Tonight, at 10:31 p.m. PDT (1:31 a.m. EDT Aug. 6) the Curiosity rover is scheduled to land on Mars. It's mission: to find signs of life. The difficulty: landing. For a primer on what's at stake, watch this short video on EDL, or the 7 minutes terror, the nail-biting time it takes for the rover to get from the top of the atmosphere to the martian surface all on its own. As everyone waits with anticipation, we'll be blogging live from the Planetary Society's Planetfest in Pasadena, California. Check back for updates.
11:29pm- The JPL press conference is now wrapping up. "Most sophisticated rover that was ever built, is now on the surface of a planet." The odds of success was 40%. The sentiment is that America is still a major leader in the space game.
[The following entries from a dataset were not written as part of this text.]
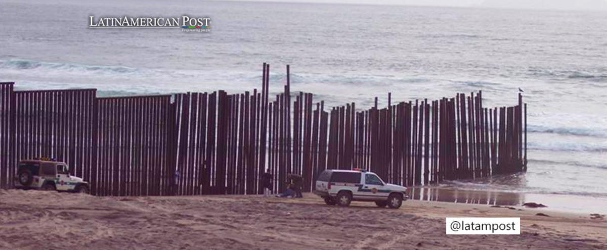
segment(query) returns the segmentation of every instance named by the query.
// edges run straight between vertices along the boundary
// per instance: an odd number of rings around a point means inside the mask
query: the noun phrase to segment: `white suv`
[[[89,183],[70,175],[67,164],[48,158],[19,162],[15,188],[89,193]]]
[[[324,171],[316,180],[314,193],[328,205],[350,205],[351,201],[375,201],[384,208],[399,208],[409,197],[407,188],[386,184],[375,173],[355,169]]]

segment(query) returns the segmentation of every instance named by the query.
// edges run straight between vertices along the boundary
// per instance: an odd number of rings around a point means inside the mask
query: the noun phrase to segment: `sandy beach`
[[[543,212],[549,216],[536,214]],[[446,235],[447,217],[521,218],[520,235]],[[605,249],[607,220],[408,200],[399,209],[258,195],[100,197],[0,190],[0,249]]]

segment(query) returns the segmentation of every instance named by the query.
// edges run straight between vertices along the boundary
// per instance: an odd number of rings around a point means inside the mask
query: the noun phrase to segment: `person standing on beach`
[[[262,184],[263,186],[263,196],[268,197],[272,195],[272,178],[273,176],[268,169],[262,175]]]
[[[179,192],[179,177],[181,176],[181,173],[179,172],[179,169],[175,171],[175,178],[173,179],[173,195],[177,195]]]

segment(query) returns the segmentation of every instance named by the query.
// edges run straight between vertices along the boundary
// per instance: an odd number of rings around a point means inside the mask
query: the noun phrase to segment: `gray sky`
[[[236,0],[246,1],[246,0]],[[267,2],[395,4],[429,6],[555,9],[607,10],[607,0],[252,0]],[[486,4],[483,4],[486,1]]]

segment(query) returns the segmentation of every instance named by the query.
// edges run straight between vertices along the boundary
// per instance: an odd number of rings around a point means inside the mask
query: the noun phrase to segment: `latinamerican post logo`
[[[170,17],[100,17],[89,16],[89,29],[129,29],[148,28],[164,29],[179,28],[186,32],[211,32],[211,18],[191,18],[183,16],[180,18]]]

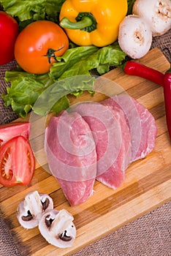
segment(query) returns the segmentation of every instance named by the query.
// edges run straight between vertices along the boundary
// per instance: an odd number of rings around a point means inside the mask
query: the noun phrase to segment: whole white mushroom
[[[171,29],[170,0],[136,0],[132,13],[145,19],[153,37],[164,34]]]
[[[145,20],[135,15],[126,16],[120,23],[118,43],[132,59],[145,56],[152,43],[152,32]]]

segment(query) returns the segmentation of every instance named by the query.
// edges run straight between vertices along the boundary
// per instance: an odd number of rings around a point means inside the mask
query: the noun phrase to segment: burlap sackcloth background
[[[153,38],[151,48],[155,47],[161,49],[170,62],[170,54],[166,48],[171,51],[171,30],[162,37]],[[9,86],[4,80],[5,71],[15,67],[15,61],[0,66],[0,94],[6,91]],[[9,123],[17,118],[18,116],[10,108],[4,106],[0,97],[0,124]],[[0,212],[0,256],[9,255],[21,255]],[[170,202],[72,255],[171,256]]]

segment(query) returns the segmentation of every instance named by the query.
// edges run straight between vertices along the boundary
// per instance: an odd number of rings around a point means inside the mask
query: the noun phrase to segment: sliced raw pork
[[[72,206],[93,193],[96,176],[96,146],[90,127],[77,113],[51,117],[45,150],[52,174]]]
[[[119,106],[129,127],[132,142],[131,162],[144,158],[155,146],[157,128],[152,114],[142,105],[128,94],[119,94],[105,99],[103,103]]]
[[[119,107],[96,103],[78,104],[70,111],[78,112],[88,124],[96,141],[96,179],[115,189],[124,179],[130,162],[131,139],[124,114]]]

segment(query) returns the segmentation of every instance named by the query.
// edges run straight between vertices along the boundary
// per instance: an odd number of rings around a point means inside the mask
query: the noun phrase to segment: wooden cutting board
[[[151,50],[139,61],[162,72],[170,67],[167,60],[157,48]],[[69,206],[58,182],[38,163],[30,186],[0,187],[1,211],[22,255],[69,255],[171,198],[171,145],[166,126],[163,89],[142,78],[126,75],[119,68],[104,77],[117,82],[153,115],[158,127],[156,146],[145,159],[128,167],[120,188],[113,191],[96,181],[94,195],[77,206]],[[93,98],[85,93],[77,100],[99,101],[104,98],[99,93]],[[75,102],[73,97],[70,100]],[[29,117],[22,120],[29,120]],[[72,248],[56,248],[46,242],[37,227],[27,230],[18,224],[15,214],[18,203],[28,192],[36,189],[49,194],[55,208],[64,208],[73,214],[77,238]]]

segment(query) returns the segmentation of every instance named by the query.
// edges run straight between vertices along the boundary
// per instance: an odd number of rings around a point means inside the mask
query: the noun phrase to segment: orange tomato
[[[43,74],[56,62],[56,57],[62,56],[68,48],[68,37],[58,25],[37,20],[19,34],[15,44],[15,58],[23,70]]]

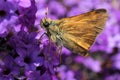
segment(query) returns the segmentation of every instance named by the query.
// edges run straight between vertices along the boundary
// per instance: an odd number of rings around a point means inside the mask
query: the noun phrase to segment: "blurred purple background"
[[[89,56],[47,52],[47,36],[39,40],[46,7],[51,19],[108,11]],[[120,80],[120,0],[0,0],[0,80]]]

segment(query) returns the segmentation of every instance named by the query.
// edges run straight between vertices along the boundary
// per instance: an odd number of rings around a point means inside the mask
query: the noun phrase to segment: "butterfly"
[[[58,47],[64,46],[73,53],[85,56],[104,29],[107,19],[105,9],[96,9],[59,20],[46,17],[41,20],[40,25]]]

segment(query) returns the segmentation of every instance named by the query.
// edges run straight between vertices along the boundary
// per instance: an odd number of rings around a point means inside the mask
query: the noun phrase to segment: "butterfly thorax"
[[[49,38],[57,45],[59,45],[59,43],[61,42],[61,33],[57,20],[44,18],[41,21],[41,25],[47,31],[47,35],[49,36]]]

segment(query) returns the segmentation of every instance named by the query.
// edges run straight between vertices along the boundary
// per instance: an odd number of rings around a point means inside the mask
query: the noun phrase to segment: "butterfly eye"
[[[50,24],[49,24],[48,22],[43,23],[43,26],[44,26],[44,27],[49,27],[49,25],[50,25]]]

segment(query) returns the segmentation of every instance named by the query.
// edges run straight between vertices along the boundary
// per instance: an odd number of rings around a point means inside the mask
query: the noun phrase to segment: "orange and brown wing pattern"
[[[105,9],[59,20],[62,43],[75,53],[85,54],[103,30],[108,18]]]

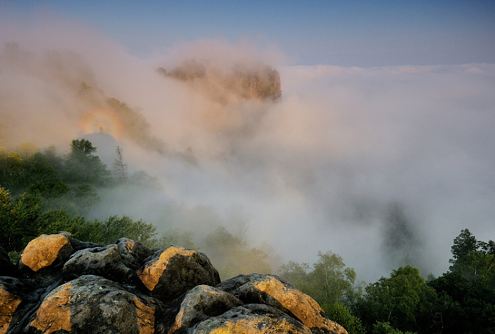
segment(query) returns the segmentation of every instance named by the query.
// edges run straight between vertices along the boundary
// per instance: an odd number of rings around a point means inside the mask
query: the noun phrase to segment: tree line
[[[181,244],[198,248],[194,234],[180,229],[158,236],[156,227],[128,216],[90,220],[84,212],[99,200],[98,190],[132,181],[117,148],[114,171],[86,139],[74,139],[65,156],[54,147],[0,149],[0,244],[13,262],[42,234],[71,232],[102,245],[127,237],[151,247]],[[141,178],[142,179],[142,178]],[[270,272],[267,253],[220,226],[206,236],[204,250],[222,259],[223,278],[243,270]],[[491,333],[495,332],[495,242],[479,241],[469,229],[454,239],[447,272],[426,280],[410,265],[366,284],[332,251],[318,261],[282,265],[278,274],[311,296],[349,333]],[[240,263],[244,265],[242,267]]]

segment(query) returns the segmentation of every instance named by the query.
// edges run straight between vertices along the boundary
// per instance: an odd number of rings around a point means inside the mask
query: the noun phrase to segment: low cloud
[[[44,24],[35,42],[22,27],[0,40],[0,146],[68,148],[88,134],[84,115],[124,103],[134,121],[115,139],[129,168],[163,189],[103,196],[95,215],[210,231],[218,220],[286,260],[330,250],[368,282],[406,261],[441,274],[462,229],[494,238],[495,65],[284,67],[255,43],[218,40],[143,59],[90,30]],[[219,101],[156,71],[191,59],[271,66],[281,98],[223,91]],[[83,81],[96,97],[81,97]]]

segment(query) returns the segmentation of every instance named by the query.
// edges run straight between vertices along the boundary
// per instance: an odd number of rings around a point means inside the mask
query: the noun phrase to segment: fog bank
[[[0,146],[63,151],[104,128],[129,170],[161,188],[104,195],[95,217],[197,233],[223,224],[285,260],[332,250],[367,282],[406,263],[441,274],[462,229],[495,238],[494,64],[285,67],[255,42],[219,40],[138,59],[56,24],[2,30]],[[282,97],[212,98],[156,71],[187,59],[225,73],[269,65]]]

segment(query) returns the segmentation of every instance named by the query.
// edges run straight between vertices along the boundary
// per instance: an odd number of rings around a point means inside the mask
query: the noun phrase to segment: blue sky
[[[275,48],[290,64],[495,63],[493,1],[40,2],[1,1],[0,19],[76,21],[140,57],[221,38]]]

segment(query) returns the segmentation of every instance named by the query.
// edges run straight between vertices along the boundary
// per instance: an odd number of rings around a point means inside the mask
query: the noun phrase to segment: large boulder
[[[28,243],[21,255],[19,267],[23,271],[37,272],[64,263],[74,253],[66,234],[43,234]],[[28,270],[27,268],[29,268]]]
[[[263,304],[248,304],[210,318],[191,328],[190,334],[312,334],[284,312]]]
[[[14,313],[23,301],[18,287],[20,281],[13,277],[0,277],[0,333],[7,333]],[[18,287],[18,288],[16,288]]]
[[[272,275],[238,275],[216,287],[246,304],[264,304],[299,320],[313,333],[346,334],[346,330],[327,318],[318,304],[308,295]]]
[[[0,277],[0,334],[346,333],[276,276],[220,282],[206,255],[182,247],[61,233],[32,241],[18,265]]]
[[[190,290],[182,300],[168,334],[186,333],[197,323],[242,304],[229,293],[209,285],[198,285]]]
[[[137,275],[151,295],[163,300],[175,298],[197,285],[220,283],[219,272],[206,255],[174,246],[150,255]]]
[[[159,302],[109,280],[81,276],[48,294],[27,333],[152,334]]]
[[[151,255],[148,247],[127,238],[120,238],[115,243],[119,248],[122,263],[134,270],[141,267],[146,258]]]
[[[78,250],[65,263],[62,272],[67,279],[95,275],[121,283],[132,281],[136,275],[124,263],[115,244]]]

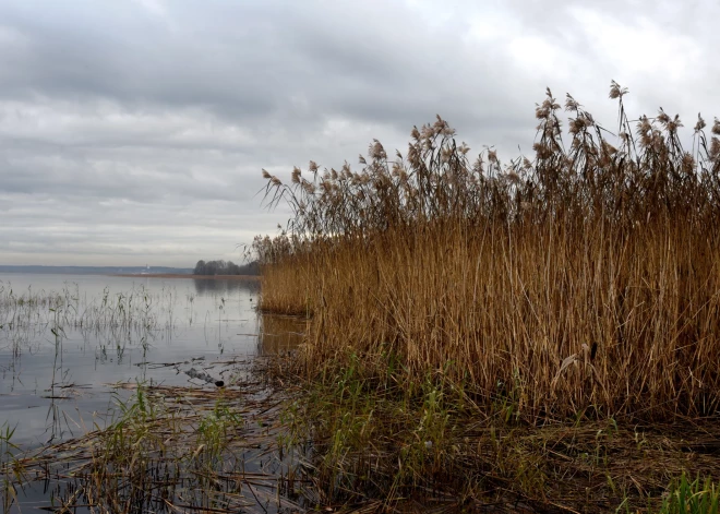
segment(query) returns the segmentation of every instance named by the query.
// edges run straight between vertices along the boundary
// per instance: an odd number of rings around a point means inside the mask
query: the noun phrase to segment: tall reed
[[[532,160],[477,159],[440,117],[362,168],[263,171],[293,216],[256,238],[261,307],[313,318],[313,376],[358,359],[377,386],[428,374],[529,421],[716,413],[720,399],[720,121],[615,133],[567,95],[537,106]],[[401,363],[387,373],[388,356]]]

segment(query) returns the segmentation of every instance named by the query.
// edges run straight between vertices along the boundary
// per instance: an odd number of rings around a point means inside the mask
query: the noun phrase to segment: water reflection
[[[249,295],[257,295],[260,292],[260,280],[257,279],[216,279],[216,278],[193,278],[195,285],[195,292],[197,295],[207,294],[228,294],[247,291]]]

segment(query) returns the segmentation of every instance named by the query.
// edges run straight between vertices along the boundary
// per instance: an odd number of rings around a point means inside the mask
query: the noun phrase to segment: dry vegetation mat
[[[247,369],[224,387],[118,387],[132,394],[106,428],[3,455],[7,511],[27,509],[25,489],[40,482],[51,512],[304,512],[297,463],[283,455],[289,389]]]
[[[685,147],[626,95],[608,130],[548,91],[533,156],[504,164],[439,117],[359,170],[264,171],[293,214],[255,240],[261,308],[312,320],[295,423],[328,499],[717,512],[720,121]]]

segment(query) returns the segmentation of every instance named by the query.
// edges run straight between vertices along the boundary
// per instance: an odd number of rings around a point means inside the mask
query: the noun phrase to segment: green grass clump
[[[513,384],[530,422],[579,411],[671,419],[717,410],[720,121],[685,150],[662,110],[615,134],[569,95],[538,106],[532,160],[475,160],[442,119],[407,153],[370,145],[349,164],[264,172],[293,216],[257,238],[261,307],[313,318],[308,375],[385,345],[406,382],[448,360],[489,407]],[[367,370],[369,374],[381,369]]]
[[[660,514],[718,514],[720,490],[709,478],[689,481],[683,474],[674,480],[662,502]]]

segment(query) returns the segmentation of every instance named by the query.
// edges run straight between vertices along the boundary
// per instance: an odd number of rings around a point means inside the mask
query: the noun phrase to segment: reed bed
[[[471,160],[439,117],[358,171],[264,171],[293,216],[255,240],[261,307],[313,319],[305,375],[357,358],[373,387],[442,376],[536,425],[716,414],[720,121],[686,150],[679,117],[631,120],[626,94],[612,132],[567,95],[563,138],[548,91],[532,160]]]

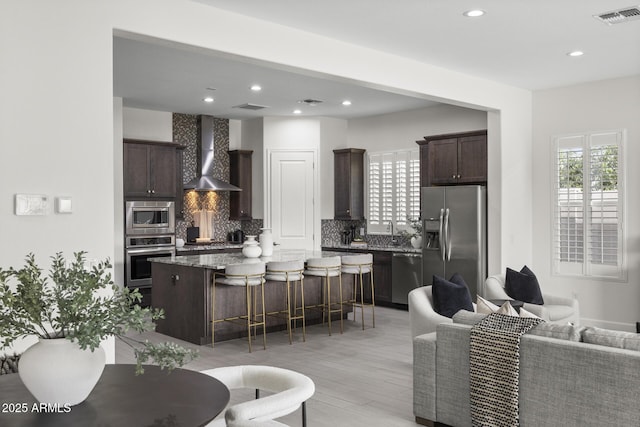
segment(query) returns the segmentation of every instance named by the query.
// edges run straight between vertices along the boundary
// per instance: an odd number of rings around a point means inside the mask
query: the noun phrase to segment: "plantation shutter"
[[[370,153],[368,159],[368,232],[385,233],[391,221],[401,230],[408,217],[420,216],[419,152]]]
[[[623,278],[624,131],[555,138],[554,273]]]

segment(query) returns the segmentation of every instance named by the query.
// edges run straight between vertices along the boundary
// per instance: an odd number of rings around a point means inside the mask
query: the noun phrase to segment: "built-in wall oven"
[[[174,256],[175,244],[175,235],[127,236],[125,259],[127,286],[132,288],[151,286],[149,258]]]
[[[125,213],[126,234],[175,234],[174,202],[128,201]]]
[[[128,201],[125,213],[126,284],[151,287],[149,258],[176,253],[174,202]]]

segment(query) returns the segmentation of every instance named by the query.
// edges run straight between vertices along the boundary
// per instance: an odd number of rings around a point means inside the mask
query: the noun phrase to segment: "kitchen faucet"
[[[391,228],[391,244],[398,246],[398,239],[396,239],[396,236],[393,234],[393,221],[389,221],[389,228]]]

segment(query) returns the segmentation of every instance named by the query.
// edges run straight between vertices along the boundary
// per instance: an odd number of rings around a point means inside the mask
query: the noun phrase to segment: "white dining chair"
[[[302,425],[306,427],[306,401],[315,393],[315,384],[306,375],[289,369],[263,365],[226,366],[208,369],[202,373],[216,378],[229,390],[247,388],[256,390],[255,400],[229,406],[225,411],[224,419],[218,418],[209,423],[208,427],[241,426],[247,425],[247,421],[269,422],[288,415],[300,407],[302,408]],[[261,391],[272,394],[260,397]]]

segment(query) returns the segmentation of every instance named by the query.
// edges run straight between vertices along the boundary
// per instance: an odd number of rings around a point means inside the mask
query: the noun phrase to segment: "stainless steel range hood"
[[[214,118],[198,116],[198,160],[201,166],[197,177],[184,184],[185,190],[196,191],[242,191],[241,188],[213,177],[214,156]]]

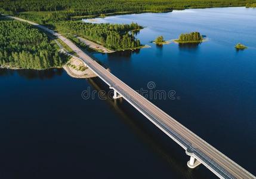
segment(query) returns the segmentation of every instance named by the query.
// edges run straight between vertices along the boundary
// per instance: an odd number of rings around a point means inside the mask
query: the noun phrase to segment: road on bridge
[[[144,115],[163,132],[176,141],[186,153],[203,164],[221,178],[256,178],[213,146],[178,122],[169,115],[144,98],[121,80],[105,69],[70,40],[43,26],[21,18],[58,37],[76,53],[80,59],[112,89]],[[235,145],[235,144],[234,144]]]

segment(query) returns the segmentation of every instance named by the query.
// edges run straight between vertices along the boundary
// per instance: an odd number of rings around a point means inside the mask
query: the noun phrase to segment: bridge
[[[105,69],[63,35],[43,26],[17,17],[51,33],[68,45],[85,65],[114,91],[114,98],[122,97],[150,121],[168,135],[186,151],[190,158],[189,168],[202,164],[220,178],[256,178],[252,174],[229,159],[217,149],[177,122],[161,109],[143,97],[116,76]]]

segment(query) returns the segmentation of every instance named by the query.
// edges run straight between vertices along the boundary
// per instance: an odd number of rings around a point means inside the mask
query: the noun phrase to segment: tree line
[[[199,32],[194,32],[190,33],[182,33],[180,35],[177,41],[178,42],[202,42],[203,37]]]
[[[0,20],[0,66],[44,69],[61,67],[67,57],[47,36],[24,22]]]
[[[39,19],[47,21],[70,20],[72,16],[116,12],[166,11],[174,9],[245,5],[249,0],[1,0],[0,11],[8,14],[21,12],[47,11]],[[256,0],[249,0],[251,4]],[[33,16],[27,14],[25,16]],[[35,13],[34,13],[33,14]],[[24,15],[24,14],[23,14]],[[39,22],[39,21],[37,21]]]
[[[78,35],[113,50],[134,49],[141,46],[133,32],[133,30],[142,28],[137,23],[93,24],[66,21],[56,23],[54,26],[57,30],[61,33]]]

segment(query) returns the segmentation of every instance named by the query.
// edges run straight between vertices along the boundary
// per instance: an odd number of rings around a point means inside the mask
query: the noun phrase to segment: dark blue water
[[[101,21],[98,20],[98,21]],[[175,91],[149,98],[223,153],[256,174],[256,9],[187,10],[109,17],[146,27],[137,37],[151,48],[94,54],[133,88]],[[198,45],[150,42],[199,31]],[[241,42],[248,49],[237,51]],[[84,100],[107,91],[100,79],[61,70],[0,70],[1,178],[214,178],[124,100]]]

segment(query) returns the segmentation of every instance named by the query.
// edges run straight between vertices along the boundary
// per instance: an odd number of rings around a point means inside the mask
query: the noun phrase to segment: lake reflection
[[[0,69],[1,76],[12,76],[18,74],[20,76],[26,79],[36,79],[43,80],[45,79],[51,79],[55,76],[61,76],[63,73],[62,69],[51,69],[42,70],[36,70],[31,69],[22,70],[10,70]]]
[[[94,53],[97,60],[134,90],[147,89],[151,81],[154,91],[175,91],[180,98],[151,101],[256,174],[256,9],[190,9],[99,20],[137,22],[146,27],[137,37],[151,47]],[[192,31],[208,41],[150,42]],[[238,42],[248,49],[236,51]],[[74,79],[61,69],[1,69],[0,87],[1,178],[216,178],[202,165],[189,169],[185,151],[125,100],[83,100],[88,88],[96,94],[110,90],[98,78]]]

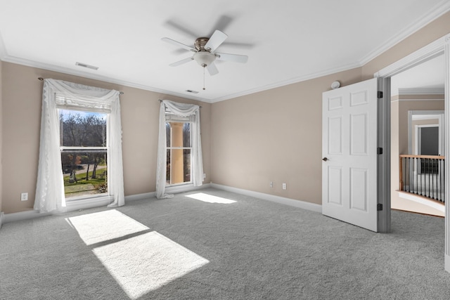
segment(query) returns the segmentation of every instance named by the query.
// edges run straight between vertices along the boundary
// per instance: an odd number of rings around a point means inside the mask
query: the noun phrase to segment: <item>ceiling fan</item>
[[[238,54],[220,53],[215,52],[217,48],[226,39],[228,35],[220,30],[214,32],[211,37],[199,37],[195,39],[194,47],[191,47],[179,41],[176,41],[168,37],[163,37],[162,39],[169,44],[181,47],[194,53],[189,58],[171,63],[171,67],[176,67],[191,60],[195,60],[198,65],[208,70],[210,75],[215,75],[219,73],[219,70],[214,63],[214,60],[231,61],[235,63],[245,63],[248,60],[248,56]]]

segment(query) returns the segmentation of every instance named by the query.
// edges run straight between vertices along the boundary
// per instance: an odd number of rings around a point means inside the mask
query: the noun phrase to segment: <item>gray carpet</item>
[[[4,224],[0,299],[450,299],[442,218],[392,211],[374,233],[214,189],[115,210]]]

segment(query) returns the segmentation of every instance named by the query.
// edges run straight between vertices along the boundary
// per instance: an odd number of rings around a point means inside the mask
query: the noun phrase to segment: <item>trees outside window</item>
[[[59,110],[66,199],[108,195],[108,114]]]

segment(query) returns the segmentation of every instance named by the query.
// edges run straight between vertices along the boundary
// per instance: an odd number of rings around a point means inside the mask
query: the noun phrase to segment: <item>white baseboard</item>
[[[254,197],[262,199],[263,200],[271,201],[285,205],[298,207],[312,211],[322,213],[322,206],[316,203],[307,202],[306,201],[296,200],[295,199],[285,198],[283,197],[275,196],[274,195],[264,194],[263,193],[253,192],[252,190],[243,190],[231,186],[221,185],[216,183],[211,183],[211,187],[218,190],[226,190],[228,192],[236,193],[236,194],[245,195],[246,196]]]
[[[37,210],[27,210],[25,211],[13,212],[11,214],[5,214],[4,219],[4,223],[15,222],[16,221],[29,220],[34,218],[39,218],[41,216],[50,216],[51,213],[42,213]]]
[[[156,197],[156,192],[143,193],[142,194],[134,194],[125,196],[125,204],[129,201],[142,200],[144,199],[154,198]]]
[[[178,193],[200,190],[210,188],[210,186],[211,185],[210,183],[204,184],[200,186],[180,185],[177,187],[167,188],[166,190],[170,193]],[[154,198],[156,192],[150,192],[144,193],[143,194],[136,194],[125,196],[125,204],[127,202],[130,201]],[[110,202],[110,197],[98,197],[98,199],[83,199],[76,201],[70,201],[66,203],[66,211],[69,212],[77,211],[79,209],[87,209],[101,207],[106,207],[106,206]],[[4,216],[3,215],[3,213],[1,213],[1,214],[0,214],[0,227],[1,227],[2,223],[14,222],[16,221],[27,220],[34,218],[39,218],[40,216],[50,216],[51,214],[53,214],[53,213],[39,214],[39,211],[31,209],[25,211],[6,214],[4,214]]]
[[[399,197],[404,199],[407,199],[411,201],[414,201],[416,202],[420,203],[423,205],[427,205],[430,207],[432,207],[435,209],[437,209],[442,212],[445,212],[445,204],[444,203],[437,203],[433,200],[427,200],[426,199],[423,199],[422,197],[417,197],[413,194],[410,194],[404,192],[398,192]]]
[[[166,193],[168,194],[178,194],[179,193],[191,192],[207,188],[211,188],[211,183],[205,183],[200,186],[193,186],[192,185],[175,185],[167,188]]]

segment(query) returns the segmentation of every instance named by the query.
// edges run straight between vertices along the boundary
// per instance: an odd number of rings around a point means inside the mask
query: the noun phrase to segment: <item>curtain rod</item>
[[[44,78],[42,78],[42,77],[37,77],[37,79],[39,79],[41,81],[44,81]],[[120,93],[120,95],[123,95],[124,93],[125,93],[123,91],[120,91],[119,93]]]
[[[160,101],[160,102],[162,102],[162,100],[161,99],[158,99],[158,101]],[[200,108],[202,108],[202,106],[201,106],[201,105],[198,105],[198,107],[199,107]]]

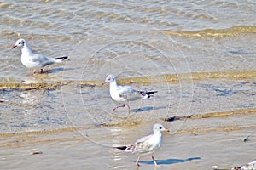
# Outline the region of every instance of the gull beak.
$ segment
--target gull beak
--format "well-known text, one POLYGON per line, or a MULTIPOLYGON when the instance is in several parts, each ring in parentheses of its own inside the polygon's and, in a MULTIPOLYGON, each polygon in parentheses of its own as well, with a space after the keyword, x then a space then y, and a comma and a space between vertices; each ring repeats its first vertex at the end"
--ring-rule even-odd
POLYGON ((106 84, 107 83, 107 82, 103 82, 103 83, 102 84, 102 86, 103 86, 104 84, 106 84))

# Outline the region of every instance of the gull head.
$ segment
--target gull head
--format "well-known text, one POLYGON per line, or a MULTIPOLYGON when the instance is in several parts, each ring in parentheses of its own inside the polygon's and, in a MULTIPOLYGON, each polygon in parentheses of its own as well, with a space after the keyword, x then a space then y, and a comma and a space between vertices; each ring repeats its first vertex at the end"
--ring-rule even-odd
POLYGON ((165 128, 164 126, 160 123, 156 123, 153 127, 153 132, 154 133, 157 132, 169 132, 169 129, 165 128))
POLYGON ((20 46, 24 46, 24 44, 26 43, 24 39, 18 39, 15 45, 13 47, 13 48, 16 48, 16 47, 20 47, 20 46))
POLYGON ((112 82, 115 81, 115 76, 113 75, 108 75, 106 79, 105 82, 102 83, 102 85, 108 83, 108 82, 112 82))

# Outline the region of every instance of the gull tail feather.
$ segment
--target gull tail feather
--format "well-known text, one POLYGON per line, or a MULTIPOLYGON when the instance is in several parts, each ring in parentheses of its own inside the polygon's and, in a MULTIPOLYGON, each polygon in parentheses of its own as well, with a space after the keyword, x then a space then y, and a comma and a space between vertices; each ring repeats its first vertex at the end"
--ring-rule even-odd
POLYGON ((64 57, 57 57, 57 58, 55 58, 55 60, 58 63, 63 61, 64 60, 67 59, 68 56, 64 56, 64 57))
POLYGON ((127 146, 118 146, 118 147, 115 147, 116 149, 119 149, 119 150, 125 150, 127 146))
POLYGON ((139 92, 143 95, 143 99, 148 99, 151 97, 151 94, 157 93, 157 91, 150 91, 150 92, 139 91, 139 92))

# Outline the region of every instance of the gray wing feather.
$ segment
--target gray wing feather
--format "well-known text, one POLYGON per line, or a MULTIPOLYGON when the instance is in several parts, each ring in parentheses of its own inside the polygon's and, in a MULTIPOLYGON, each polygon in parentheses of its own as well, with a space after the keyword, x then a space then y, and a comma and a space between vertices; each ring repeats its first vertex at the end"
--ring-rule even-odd
POLYGON ((127 100, 132 101, 140 99, 142 97, 140 92, 134 89, 131 86, 119 86, 118 91, 119 96, 126 99, 127 100))
POLYGON ((38 63, 38 66, 45 66, 55 63, 55 59, 48 58, 39 54, 34 54, 32 61, 38 63))

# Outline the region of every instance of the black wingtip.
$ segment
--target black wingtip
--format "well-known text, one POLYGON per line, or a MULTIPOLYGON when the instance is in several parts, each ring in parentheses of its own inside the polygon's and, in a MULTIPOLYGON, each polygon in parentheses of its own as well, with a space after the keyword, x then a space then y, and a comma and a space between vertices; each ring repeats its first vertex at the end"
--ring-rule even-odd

I'll leave you with this image of an image: fists in air on earth, looking at the rover on the red planet.
10:59pm- "We still have a job!" Strober, at the Exelis Monrovia Facility at JPL, reports hearing. Much discussion tonight of funding cuts, particularly in science.
10:48pm- Things are winding down. The nearly 2,000 people in our room here at Planetfest are starting to clear out. Hopefully in the coming years, Curiosity will continue to give us information about life on Mars.
10:39pm- Stunning images coming in. The shadow of the rover on the surface of Mars. At the Exelis Monrovia Facility at JPL, Rena Strober reports they're passing out sparkling cider, chanting "USA!" and "We did it!" Here at Planetfest a kid, lingering in the back of the large conference hall, covers his ears from the noise. He's up past his bedtime with pillow in hand.
10:35pm- Touchdown! First images sent back from Mars. The room is on their feet. Everyone is chanting "JPL! JPL! Planet Earth! Planet Earth!"
10:31pm- Anticipated time of arrival. Parachute fired, applause across the board. They are doing power descent now. 40 meters!
10:26pm- All going well. Applause. On target. There is a connection but no data yet. Image of security brief at JPL.
10:21pm- A source, Rena Strober, at the Exelis Monrovia Facility at JPL reports that everyone just ate peanuts. "It's a crazy tradition," she writes. They are watching live feed from Curiosity.
10:17pm- Mars is currently pulling the Curiosity rover in. We now wait for signal of success. So far, everything is going well. If lucky, we'll get some pictures from the rover after landing. The room here is quiet and tense.
10:13pm- If all has gone well, the rover has already detached from its parachute on Mars. We wait to hear the "tone" of success from the rover. Watching NASA live. They are picking up "heartbeat" tones. "Things are looking good," reports from JPL.
10:04pm- Hundreds of people here gathered at Planetfest. We skyped live with Times Square in New York and Toronto. Bill Nye the Science Guy gave a shout-out for this epic human moment.